教皇フランシスコは、訪問中のシンガポールで、同国の各界代表と会見された。

 シンガポールを訪れている教皇フランシスコは、9月12日(木)、同国の各界代表および駐在外交団と会見された。

 シンガポール国立大学・文化センターで行われたこの集いで、教皇は公式の挨拶をおくられた。

 この中で教皇は、シンガポールが、経済的な繁栄はもとより、社会正義と共通善に高度に配慮した社会の構築に努めてきたことに触れ、その具体例として、特に公営住宅政策、質の高い教育、効率的な医療制度などへの取り組みを挙げられた。

 一方で、教皇は、一種のプラグマティズムが、発展の恩恵の片隅に置かれた人々を、意図しないながらも、排除してしまうリスクを指摘。

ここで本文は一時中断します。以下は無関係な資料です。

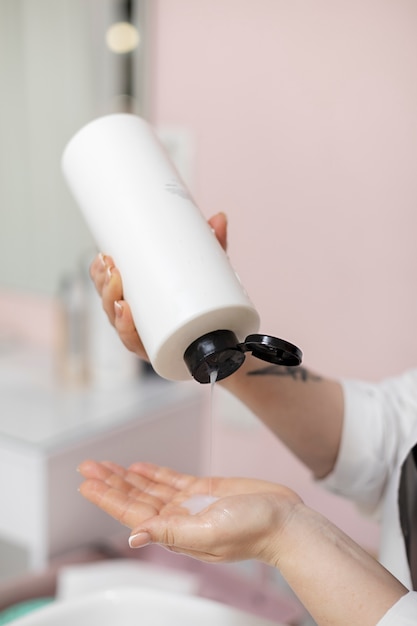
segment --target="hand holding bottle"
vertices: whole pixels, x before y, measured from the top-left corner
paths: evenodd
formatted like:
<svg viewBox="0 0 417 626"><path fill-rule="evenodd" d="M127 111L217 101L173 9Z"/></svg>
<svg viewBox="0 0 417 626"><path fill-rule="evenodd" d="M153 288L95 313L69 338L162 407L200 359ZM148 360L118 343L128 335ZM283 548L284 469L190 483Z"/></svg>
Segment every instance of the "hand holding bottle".
<svg viewBox="0 0 417 626"><path fill-rule="evenodd" d="M219 243L227 247L227 219L218 213L208 220ZM143 343L136 331L129 303L123 297L123 277L112 257L100 253L90 267L91 278L102 300L103 309L115 327L126 348L140 358L148 360Z"/></svg>

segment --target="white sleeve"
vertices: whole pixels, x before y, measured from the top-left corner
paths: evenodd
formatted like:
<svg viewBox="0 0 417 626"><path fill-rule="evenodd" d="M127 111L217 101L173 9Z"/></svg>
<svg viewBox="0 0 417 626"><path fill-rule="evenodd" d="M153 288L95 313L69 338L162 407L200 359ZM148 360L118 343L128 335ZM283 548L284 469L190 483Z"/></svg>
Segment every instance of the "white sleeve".
<svg viewBox="0 0 417 626"><path fill-rule="evenodd" d="M416 626L417 591L409 591L385 613L376 626Z"/></svg>
<svg viewBox="0 0 417 626"><path fill-rule="evenodd" d="M417 420L417 370L379 384L343 381L342 386L339 454L333 472L320 482L374 513Z"/></svg>

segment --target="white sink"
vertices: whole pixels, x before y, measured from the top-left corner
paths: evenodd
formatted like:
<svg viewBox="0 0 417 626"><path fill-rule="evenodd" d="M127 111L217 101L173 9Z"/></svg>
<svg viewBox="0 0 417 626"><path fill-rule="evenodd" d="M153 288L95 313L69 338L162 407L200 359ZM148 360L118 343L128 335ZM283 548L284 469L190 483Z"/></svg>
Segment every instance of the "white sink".
<svg viewBox="0 0 417 626"><path fill-rule="evenodd" d="M196 596L119 588L57 601L13 626L280 626ZM283 626L281 624L281 626Z"/></svg>

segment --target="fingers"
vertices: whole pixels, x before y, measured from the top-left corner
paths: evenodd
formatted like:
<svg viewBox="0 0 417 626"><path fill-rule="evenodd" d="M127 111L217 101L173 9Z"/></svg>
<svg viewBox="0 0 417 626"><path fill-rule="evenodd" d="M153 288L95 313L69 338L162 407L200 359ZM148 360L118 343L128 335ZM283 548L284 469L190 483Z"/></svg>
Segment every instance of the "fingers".
<svg viewBox="0 0 417 626"><path fill-rule="evenodd" d="M177 489L166 484L159 484L147 476L126 470L110 461L102 463L84 461L78 470L84 478L101 481L128 497L153 504L158 511L170 504L177 495Z"/></svg>
<svg viewBox="0 0 417 626"><path fill-rule="evenodd" d="M132 312L125 300L113 301L114 326L125 347L141 359L149 360L146 350L136 330Z"/></svg>
<svg viewBox="0 0 417 626"><path fill-rule="evenodd" d="M85 461L79 471L86 479L80 493L129 528L160 514L176 495L112 463Z"/></svg>
<svg viewBox="0 0 417 626"><path fill-rule="evenodd" d="M102 299L103 309L114 325L114 302L123 299L123 285L112 257L98 254L90 266L90 276Z"/></svg>
<svg viewBox="0 0 417 626"><path fill-rule="evenodd" d="M110 259L111 265L114 265L113 259L111 257L107 257ZM104 254L100 252L90 265L90 276L94 283L95 288L97 289L97 293L101 296L101 290L103 289L105 272L107 269L107 261Z"/></svg>
<svg viewBox="0 0 417 626"><path fill-rule="evenodd" d="M101 290L103 309L111 324L115 325L116 310L114 303L123 299L123 286L120 272L117 267L109 266L104 275L104 283Z"/></svg>
<svg viewBox="0 0 417 626"><path fill-rule="evenodd" d="M158 514L154 504L129 496L101 480L86 480L80 487L80 493L128 528L134 528L141 521Z"/></svg>
<svg viewBox="0 0 417 626"><path fill-rule="evenodd" d="M122 277L112 257L98 254L90 266L90 275L101 297L103 309L110 323L116 328L120 340L128 350L148 360L129 304L123 299Z"/></svg>
<svg viewBox="0 0 417 626"><path fill-rule="evenodd" d="M151 463L135 463L126 470L109 461L88 460L78 469L85 478L80 493L131 529L161 515L174 519L188 516L188 509L182 502L196 489L206 490L208 484L207 479L200 480ZM170 532L169 525L166 532ZM149 542L150 536L142 534L134 547ZM165 544L165 539L161 543Z"/></svg>
<svg viewBox="0 0 417 626"><path fill-rule="evenodd" d="M208 478L198 479L190 474L181 474L169 467L162 467L154 463L133 463L130 465L129 470L176 491L192 491L196 493L196 490L200 489L201 493L207 493L210 483Z"/></svg>

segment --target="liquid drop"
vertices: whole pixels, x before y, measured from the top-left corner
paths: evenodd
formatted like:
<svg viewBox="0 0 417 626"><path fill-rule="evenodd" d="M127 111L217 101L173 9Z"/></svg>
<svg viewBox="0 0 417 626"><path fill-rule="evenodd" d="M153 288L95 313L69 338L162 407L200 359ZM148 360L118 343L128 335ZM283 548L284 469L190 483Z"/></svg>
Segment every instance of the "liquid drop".
<svg viewBox="0 0 417 626"><path fill-rule="evenodd" d="M216 502L218 499L219 498L216 498L215 496L209 496L207 494L196 494L191 496L191 498L188 498L188 500L185 500L181 506L187 508L191 515L196 515L196 513L200 513L200 511L207 509L210 504L213 504L213 502Z"/></svg>

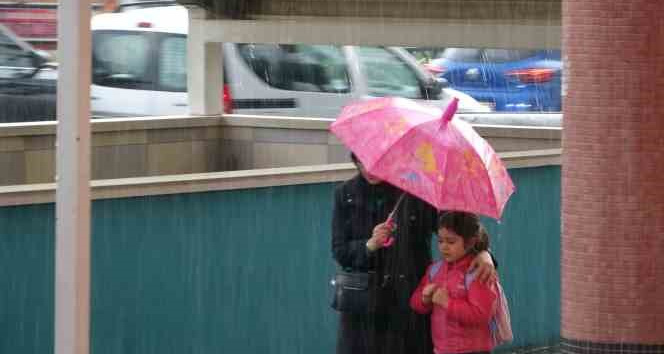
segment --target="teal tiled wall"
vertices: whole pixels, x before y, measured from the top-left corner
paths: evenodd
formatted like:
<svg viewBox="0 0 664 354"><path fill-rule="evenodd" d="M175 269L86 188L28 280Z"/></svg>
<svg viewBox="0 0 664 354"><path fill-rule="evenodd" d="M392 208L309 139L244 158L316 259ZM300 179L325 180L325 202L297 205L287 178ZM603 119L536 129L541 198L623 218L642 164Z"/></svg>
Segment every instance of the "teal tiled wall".
<svg viewBox="0 0 664 354"><path fill-rule="evenodd" d="M515 345L559 337L560 168L488 221ZM93 203L92 353L329 353L333 184ZM0 208L0 353L53 347L54 207Z"/></svg>

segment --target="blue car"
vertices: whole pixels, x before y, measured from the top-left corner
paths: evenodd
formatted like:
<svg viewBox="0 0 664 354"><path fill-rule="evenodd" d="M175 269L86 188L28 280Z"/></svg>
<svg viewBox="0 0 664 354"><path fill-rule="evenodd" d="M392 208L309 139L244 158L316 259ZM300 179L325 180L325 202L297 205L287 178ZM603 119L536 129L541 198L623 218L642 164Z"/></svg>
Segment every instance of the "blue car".
<svg viewBox="0 0 664 354"><path fill-rule="evenodd" d="M446 48L425 66L495 111L562 108L560 50Z"/></svg>

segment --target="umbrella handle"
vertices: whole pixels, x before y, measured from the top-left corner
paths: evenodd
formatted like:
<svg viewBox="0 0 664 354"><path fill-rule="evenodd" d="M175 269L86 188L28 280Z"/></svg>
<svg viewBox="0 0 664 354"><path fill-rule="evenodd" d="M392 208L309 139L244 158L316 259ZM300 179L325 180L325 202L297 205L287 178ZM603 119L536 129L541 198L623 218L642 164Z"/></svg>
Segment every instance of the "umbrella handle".
<svg viewBox="0 0 664 354"><path fill-rule="evenodd" d="M406 196L406 192L401 193L401 196L400 196L399 199L397 200L397 203L394 204L394 208L392 208L392 211L391 211L390 214L387 216L387 220L386 220L387 222L394 222L394 214L397 213L397 209L399 209L399 205L401 204L401 202L403 201L403 198L404 198L405 196Z"/></svg>
<svg viewBox="0 0 664 354"><path fill-rule="evenodd" d="M397 200L397 203L394 205L394 209L390 212L390 214L387 216L387 220L385 222L388 223L388 225L392 226L392 231L394 231L394 228L396 227L396 224L394 223L394 214L396 214L397 209L399 209L399 205L403 201L403 198L406 196L406 193L401 193L401 196ZM383 242L383 247L390 247L394 244L394 237L390 236L385 241Z"/></svg>

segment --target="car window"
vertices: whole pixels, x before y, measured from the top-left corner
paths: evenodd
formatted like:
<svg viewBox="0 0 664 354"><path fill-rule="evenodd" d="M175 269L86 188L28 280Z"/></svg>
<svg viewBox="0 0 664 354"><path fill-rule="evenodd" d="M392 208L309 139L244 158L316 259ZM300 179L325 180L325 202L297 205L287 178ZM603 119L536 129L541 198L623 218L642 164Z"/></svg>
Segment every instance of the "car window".
<svg viewBox="0 0 664 354"><path fill-rule="evenodd" d="M239 44L244 62L261 80L282 90L346 93L350 79L337 46Z"/></svg>
<svg viewBox="0 0 664 354"><path fill-rule="evenodd" d="M0 32L0 67L29 70L32 66L32 53L21 48L12 40L12 38ZM22 71L0 70L0 78L12 78L21 73Z"/></svg>
<svg viewBox="0 0 664 354"><path fill-rule="evenodd" d="M101 86L154 89L150 40L151 36L143 32L95 33L92 43L92 82Z"/></svg>
<svg viewBox="0 0 664 354"><path fill-rule="evenodd" d="M360 47L358 54L370 95L422 98L417 74L395 54L380 47Z"/></svg>
<svg viewBox="0 0 664 354"><path fill-rule="evenodd" d="M187 91L187 40L185 36L163 37L159 45L159 88Z"/></svg>
<svg viewBox="0 0 664 354"><path fill-rule="evenodd" d="M530 58L535 54L536 51L527 49L485 49L483 61L486 63L505 63Z"/></svg>
<svg viewBox="0 0 664 354"><path fill-rule="evenodd" d="M505 63L530 58L535 54L536 51L529 49L447 48L442 56L457 62Z"/></svg>
<svg viewBox="0 0 664 354"><path fill-rule="evenodd" d="M443 58L452 61L478 62L482 58L482 50L477 48L447 48Z"/></svg>

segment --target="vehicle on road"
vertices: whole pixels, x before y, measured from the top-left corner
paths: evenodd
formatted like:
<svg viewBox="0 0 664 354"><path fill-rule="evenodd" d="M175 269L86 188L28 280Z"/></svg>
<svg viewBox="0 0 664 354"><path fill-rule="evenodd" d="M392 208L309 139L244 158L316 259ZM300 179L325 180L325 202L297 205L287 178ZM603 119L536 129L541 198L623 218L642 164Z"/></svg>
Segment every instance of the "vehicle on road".
<svg viewBox="0 0 664 354"><path fill-rule="evenodd" d="M560 112L560 50L446 48L426 68L495 111Z"/></svg>
<svg viewBox="0 0 664 354"><path fill-rule="evenodd" d="M57 65L0 25L0 123L55 120Z"/></svg>
<svg viewBox="0 0 664 354"><path fill-rule="evenodd" d="M96 116L186 115L187 9L129 7L92 19ZM400 96L461 111L489 111L442 87L396 47L224 43L226 113L336 117L345 104ZM221 65L221 63L220 63Z"/></svg>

 こうした中、シンガポールが最も弱い立場の人々の支援のために実施している様々な政策を称賛すると共に、貧しい人々や、同国の基礎を築いた高齢者たちへの特別な配慮と、社会の構築に多大に貢献する移民労働者らの尊厳の保護、特に公正な賃金の保証を願われた。

 今日の技術発展に言及した教皇は、デジタル時代の洗練されたテクノロジーと、人工知能の利用における急速な発展が、現実的で具体的な人間関係を育むという本質的な必要をわたしたちに忘れさせることがないようにと述べられた。

 そして、これらの技術は、理解と連帯をもたらしながら、わたしたちを互いに歩み寄らせるために用いられるべきであり、虚構の現実の中で、われわれを危険なレベルで孤立させるために使用されるべきではない、と話された。

 教皇は、民族・文化・宗教がモザイクのように調和のうちに共存するシンガポールにおいて、相互尊重と、協力、対話、共通の法の尊重のもとに自らの信仰を信奉する自由は、同国が得てきた成功と安定のために決定的な条件であり、バランスの取れた持続可能な発展のために必要とされるもの、と強調。

 流血の紛争と戦争に脅かされた国際秩序の中でシンガポールが担う独自の役割に期待しつつ、同国が国益によって左右されない理解力をもって、人類の一致と兄弟愛、そしてすべての人民と国家の共通善にこれからも取り組むことを望まれた。

 さらに、教皇は、同国の持続可能な発展と自然保護に対する努力、環境問題に対応するための革新的解決の追求の姿勢に敬意を示された。

 シンガポールは、責任感と受容的かつ兄弟愛に満ちた精神をもって、人類が調和のうちに協力し実現できることの輝かしい模範であると述べた教皇は、神の約束と愛に信頼し、この道を歩み続けるようにと励まされた。